One little piece of history is of note. When Trump nominated Powell in 2017, the other top contender was John Taylor of Stanford University, who gave his name to the Taylor Rule, a mechanistic system for setting the fed funds rate using the output gap (the more output exceeds potential the higher the rate) and inflation (higher prices rises means higher rates). There’s room for argument over how good an idea this is, but it’s popular among conservatives as a sensible way to limit the Fed’s discretion. Applying the Taylor Rule now would require the Fed to raise rates:

The president may regret having chosen Powell, but by his lights Taylor would have been worse — and his case for massive rate cuts isn’t at all clear. Just witness the minutes from last month’s Federal Open Market Committee, published Tuesday. Nobody formally dissented, but there was evident disagreement. While “a few” participants said tariffs would not affect longer-term inflation expectations, “most” noted the risk that they could have persistent effects. It’s not just Powell.

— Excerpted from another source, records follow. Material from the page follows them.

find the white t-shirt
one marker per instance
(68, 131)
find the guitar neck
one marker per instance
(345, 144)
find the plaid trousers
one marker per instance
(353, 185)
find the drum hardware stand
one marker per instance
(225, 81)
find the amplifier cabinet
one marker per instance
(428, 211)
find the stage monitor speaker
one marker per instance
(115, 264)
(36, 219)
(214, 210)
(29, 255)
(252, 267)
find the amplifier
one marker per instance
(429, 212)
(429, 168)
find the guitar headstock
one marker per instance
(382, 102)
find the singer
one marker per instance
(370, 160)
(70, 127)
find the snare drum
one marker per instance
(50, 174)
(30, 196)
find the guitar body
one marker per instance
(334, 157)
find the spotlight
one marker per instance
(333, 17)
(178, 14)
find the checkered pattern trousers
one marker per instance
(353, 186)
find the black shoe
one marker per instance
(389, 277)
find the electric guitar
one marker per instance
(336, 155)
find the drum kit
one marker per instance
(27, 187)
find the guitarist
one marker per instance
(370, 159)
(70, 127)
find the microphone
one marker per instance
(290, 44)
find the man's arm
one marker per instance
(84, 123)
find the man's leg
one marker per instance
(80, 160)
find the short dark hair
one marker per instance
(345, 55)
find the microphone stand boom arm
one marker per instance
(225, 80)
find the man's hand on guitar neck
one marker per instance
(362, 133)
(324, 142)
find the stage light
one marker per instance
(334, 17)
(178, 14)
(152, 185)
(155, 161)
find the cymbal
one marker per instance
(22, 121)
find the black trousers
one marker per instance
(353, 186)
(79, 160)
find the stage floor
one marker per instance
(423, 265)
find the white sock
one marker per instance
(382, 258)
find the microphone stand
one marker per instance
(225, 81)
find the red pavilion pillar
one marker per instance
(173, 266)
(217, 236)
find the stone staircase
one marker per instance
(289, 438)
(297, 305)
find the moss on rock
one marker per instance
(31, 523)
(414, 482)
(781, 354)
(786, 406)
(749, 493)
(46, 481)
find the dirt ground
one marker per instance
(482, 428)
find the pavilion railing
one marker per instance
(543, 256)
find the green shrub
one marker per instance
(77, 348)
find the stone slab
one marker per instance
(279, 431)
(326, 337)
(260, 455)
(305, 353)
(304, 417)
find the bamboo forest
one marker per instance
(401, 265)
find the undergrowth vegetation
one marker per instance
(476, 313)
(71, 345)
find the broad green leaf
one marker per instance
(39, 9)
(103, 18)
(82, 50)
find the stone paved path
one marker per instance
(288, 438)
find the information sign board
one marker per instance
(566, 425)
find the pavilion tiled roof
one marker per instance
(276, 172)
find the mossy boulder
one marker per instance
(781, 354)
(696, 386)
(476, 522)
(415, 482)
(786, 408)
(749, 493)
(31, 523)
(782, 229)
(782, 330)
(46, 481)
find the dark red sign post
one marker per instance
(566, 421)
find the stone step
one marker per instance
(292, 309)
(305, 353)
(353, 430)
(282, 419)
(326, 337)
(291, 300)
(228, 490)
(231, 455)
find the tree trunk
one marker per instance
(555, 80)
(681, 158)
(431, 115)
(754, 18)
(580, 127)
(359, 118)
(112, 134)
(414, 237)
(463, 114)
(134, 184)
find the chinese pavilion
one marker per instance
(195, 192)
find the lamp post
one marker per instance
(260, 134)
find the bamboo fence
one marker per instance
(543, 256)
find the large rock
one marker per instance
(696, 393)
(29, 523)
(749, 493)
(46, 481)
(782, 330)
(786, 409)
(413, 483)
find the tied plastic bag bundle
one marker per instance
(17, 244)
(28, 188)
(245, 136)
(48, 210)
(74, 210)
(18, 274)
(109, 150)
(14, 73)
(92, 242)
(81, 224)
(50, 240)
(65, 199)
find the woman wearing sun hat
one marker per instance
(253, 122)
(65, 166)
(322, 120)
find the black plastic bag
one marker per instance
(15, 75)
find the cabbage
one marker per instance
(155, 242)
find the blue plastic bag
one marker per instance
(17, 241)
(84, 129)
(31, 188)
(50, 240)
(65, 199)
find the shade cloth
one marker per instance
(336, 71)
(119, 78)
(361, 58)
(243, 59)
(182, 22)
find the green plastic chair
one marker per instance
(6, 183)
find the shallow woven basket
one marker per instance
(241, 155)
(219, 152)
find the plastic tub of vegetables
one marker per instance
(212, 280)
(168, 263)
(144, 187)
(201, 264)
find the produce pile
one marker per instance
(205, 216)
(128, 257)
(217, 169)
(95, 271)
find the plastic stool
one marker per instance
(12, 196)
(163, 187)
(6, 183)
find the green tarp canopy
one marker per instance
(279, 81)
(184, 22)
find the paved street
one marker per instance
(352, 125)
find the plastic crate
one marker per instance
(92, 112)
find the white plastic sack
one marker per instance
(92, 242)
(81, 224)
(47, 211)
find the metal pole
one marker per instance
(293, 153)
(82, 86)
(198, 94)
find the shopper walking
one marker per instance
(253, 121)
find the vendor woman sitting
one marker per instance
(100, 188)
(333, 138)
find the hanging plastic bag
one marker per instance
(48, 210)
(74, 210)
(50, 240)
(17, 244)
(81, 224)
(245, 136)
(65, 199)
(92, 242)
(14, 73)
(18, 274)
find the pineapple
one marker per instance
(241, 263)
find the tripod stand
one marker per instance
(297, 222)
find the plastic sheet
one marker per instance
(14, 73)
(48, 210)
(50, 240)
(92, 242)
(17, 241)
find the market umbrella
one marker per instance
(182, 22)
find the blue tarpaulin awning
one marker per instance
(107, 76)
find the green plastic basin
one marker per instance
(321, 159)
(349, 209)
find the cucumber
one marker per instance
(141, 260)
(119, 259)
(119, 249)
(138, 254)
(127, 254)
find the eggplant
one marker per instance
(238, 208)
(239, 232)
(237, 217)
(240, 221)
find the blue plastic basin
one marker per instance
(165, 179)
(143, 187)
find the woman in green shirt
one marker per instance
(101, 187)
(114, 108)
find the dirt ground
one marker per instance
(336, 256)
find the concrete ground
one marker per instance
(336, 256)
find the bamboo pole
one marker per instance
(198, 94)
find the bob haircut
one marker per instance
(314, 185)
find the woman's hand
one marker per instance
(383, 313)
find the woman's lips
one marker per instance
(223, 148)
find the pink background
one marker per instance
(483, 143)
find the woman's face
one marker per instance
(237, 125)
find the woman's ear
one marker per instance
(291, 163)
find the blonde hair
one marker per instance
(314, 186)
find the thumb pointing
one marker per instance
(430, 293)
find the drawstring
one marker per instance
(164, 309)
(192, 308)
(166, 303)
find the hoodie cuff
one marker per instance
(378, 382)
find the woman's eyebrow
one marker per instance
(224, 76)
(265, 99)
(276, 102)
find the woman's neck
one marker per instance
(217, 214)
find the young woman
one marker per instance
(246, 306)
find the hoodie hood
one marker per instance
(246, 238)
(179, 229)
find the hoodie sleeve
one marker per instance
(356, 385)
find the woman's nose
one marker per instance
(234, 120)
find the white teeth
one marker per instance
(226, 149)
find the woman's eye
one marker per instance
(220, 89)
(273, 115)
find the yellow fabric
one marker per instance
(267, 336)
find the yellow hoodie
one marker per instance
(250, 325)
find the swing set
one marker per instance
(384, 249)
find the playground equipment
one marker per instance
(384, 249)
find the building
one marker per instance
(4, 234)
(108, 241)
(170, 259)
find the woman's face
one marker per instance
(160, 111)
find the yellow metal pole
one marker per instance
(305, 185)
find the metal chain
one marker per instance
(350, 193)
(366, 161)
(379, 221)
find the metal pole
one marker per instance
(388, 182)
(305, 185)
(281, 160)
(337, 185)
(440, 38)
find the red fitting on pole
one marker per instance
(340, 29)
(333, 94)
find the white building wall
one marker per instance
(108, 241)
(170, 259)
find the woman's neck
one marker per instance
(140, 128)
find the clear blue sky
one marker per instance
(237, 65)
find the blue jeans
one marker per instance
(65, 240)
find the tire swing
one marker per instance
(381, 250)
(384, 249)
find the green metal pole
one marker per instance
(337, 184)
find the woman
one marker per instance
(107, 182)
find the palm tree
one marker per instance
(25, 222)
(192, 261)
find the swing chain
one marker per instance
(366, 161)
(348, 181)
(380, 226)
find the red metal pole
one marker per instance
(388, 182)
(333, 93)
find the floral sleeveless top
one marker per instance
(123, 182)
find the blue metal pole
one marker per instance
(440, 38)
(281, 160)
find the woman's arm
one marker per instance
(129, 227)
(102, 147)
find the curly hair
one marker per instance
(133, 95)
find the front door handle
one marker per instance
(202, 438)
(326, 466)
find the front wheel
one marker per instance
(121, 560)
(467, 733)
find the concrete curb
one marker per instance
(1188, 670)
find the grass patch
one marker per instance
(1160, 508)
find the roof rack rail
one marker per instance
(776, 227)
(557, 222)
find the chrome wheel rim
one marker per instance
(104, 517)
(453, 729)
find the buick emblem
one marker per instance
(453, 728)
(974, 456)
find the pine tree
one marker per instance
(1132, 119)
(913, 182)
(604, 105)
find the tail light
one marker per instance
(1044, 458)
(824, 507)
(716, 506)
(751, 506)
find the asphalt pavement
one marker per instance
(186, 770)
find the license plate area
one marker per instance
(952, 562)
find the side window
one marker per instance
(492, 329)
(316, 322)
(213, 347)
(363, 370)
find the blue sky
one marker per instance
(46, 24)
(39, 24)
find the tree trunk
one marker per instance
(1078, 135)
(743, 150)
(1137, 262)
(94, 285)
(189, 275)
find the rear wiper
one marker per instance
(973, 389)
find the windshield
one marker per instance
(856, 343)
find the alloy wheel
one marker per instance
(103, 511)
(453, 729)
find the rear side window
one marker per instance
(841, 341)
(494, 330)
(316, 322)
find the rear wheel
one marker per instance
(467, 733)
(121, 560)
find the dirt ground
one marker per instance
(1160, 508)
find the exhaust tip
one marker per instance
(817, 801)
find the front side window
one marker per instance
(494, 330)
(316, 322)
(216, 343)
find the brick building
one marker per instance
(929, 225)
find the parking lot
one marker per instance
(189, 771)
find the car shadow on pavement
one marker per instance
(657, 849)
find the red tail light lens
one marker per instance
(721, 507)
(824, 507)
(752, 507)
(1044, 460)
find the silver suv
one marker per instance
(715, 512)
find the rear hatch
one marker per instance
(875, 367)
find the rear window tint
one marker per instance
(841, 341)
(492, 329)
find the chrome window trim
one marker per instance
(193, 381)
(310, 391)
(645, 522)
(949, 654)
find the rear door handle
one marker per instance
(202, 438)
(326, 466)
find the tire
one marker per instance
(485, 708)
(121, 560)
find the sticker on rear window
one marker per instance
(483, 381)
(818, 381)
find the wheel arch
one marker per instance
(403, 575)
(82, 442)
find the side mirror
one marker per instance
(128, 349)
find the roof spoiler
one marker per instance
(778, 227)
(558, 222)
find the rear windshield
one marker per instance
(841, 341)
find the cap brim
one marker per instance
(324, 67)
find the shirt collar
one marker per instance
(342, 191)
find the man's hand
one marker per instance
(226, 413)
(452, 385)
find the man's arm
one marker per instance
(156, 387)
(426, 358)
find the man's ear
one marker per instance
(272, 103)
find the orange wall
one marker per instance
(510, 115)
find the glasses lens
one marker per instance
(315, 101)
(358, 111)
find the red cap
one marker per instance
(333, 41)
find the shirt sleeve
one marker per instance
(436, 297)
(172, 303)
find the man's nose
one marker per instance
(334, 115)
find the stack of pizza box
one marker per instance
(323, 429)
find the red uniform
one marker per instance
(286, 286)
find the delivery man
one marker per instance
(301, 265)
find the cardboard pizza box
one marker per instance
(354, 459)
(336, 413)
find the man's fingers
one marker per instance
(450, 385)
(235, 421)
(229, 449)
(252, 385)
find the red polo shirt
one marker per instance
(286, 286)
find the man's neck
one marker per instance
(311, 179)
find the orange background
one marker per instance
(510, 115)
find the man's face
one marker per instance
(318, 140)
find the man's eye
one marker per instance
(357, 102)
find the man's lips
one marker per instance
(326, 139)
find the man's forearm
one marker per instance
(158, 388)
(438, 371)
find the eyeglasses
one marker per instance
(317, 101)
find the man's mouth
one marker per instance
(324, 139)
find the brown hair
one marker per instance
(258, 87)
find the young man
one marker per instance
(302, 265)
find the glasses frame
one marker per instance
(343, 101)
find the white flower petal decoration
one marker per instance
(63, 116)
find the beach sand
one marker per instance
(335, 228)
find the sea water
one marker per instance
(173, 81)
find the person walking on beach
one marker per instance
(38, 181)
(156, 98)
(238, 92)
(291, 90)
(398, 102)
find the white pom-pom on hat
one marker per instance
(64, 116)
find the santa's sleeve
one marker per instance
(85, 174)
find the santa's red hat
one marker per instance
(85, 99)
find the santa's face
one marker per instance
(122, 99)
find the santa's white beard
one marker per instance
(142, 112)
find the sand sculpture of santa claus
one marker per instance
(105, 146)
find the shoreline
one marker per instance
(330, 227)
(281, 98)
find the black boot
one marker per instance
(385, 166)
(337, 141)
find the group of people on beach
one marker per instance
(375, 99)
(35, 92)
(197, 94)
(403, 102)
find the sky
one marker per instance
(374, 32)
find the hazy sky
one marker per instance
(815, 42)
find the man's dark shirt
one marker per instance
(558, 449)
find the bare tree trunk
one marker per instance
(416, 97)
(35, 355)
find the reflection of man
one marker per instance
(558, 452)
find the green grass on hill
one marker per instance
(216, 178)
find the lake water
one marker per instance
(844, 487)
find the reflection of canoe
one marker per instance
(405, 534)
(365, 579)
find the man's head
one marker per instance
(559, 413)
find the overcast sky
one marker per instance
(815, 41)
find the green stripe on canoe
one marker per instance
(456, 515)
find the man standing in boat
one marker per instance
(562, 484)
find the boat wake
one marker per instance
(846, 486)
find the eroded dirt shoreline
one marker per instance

Trump might bear that in mind. The Fed’s independence is a complicated issue, and the president’s advisers have made proposals for changing its governance. But in a crisis, the chair needs to be viewed as an independent actor. That will be hard for contenders now trimming their views to fit the presidential agenda. Last October, for example, Hassett said that the Fed’s “jumbo cut” a month earlier was justified. Now he says: “Jay Powell is the person who cut rates right ahead of the election to help Kamala Harris (and is) doing whatever it is that Elizabeth Warren wants.”

Should Hassett win the job, he’s likely to be viewed as a politician, not an independent. That could limit his room for maneuver. But at least it appears he wouldn’t follow the Taylor Rule. 

Survival Tips

You’ve come up with more songs about letter-writing. Most of them are quite old, as letter-writing is a dying art. “The Letter” remains a big favorite, whether by the Box Tops, or Joe Cocker, or Tedeschi Trucks Band. Then there’s The Message by Grandmaster Flash and the Furious 5, This Is My Letter to the World by the Norwegian jazz musicians Solveig Slettahjell, Knut Reiersrud and Morten Qvenild, Unsent Letter by Machine Gun Fellatio, Neil Young’s One of These Days (I'm Gonna Sit Down and Write a Long Letter), “Please Mr. Postman” by The Marvelettes or The Beatles, or Put the Message in the Box by World Party.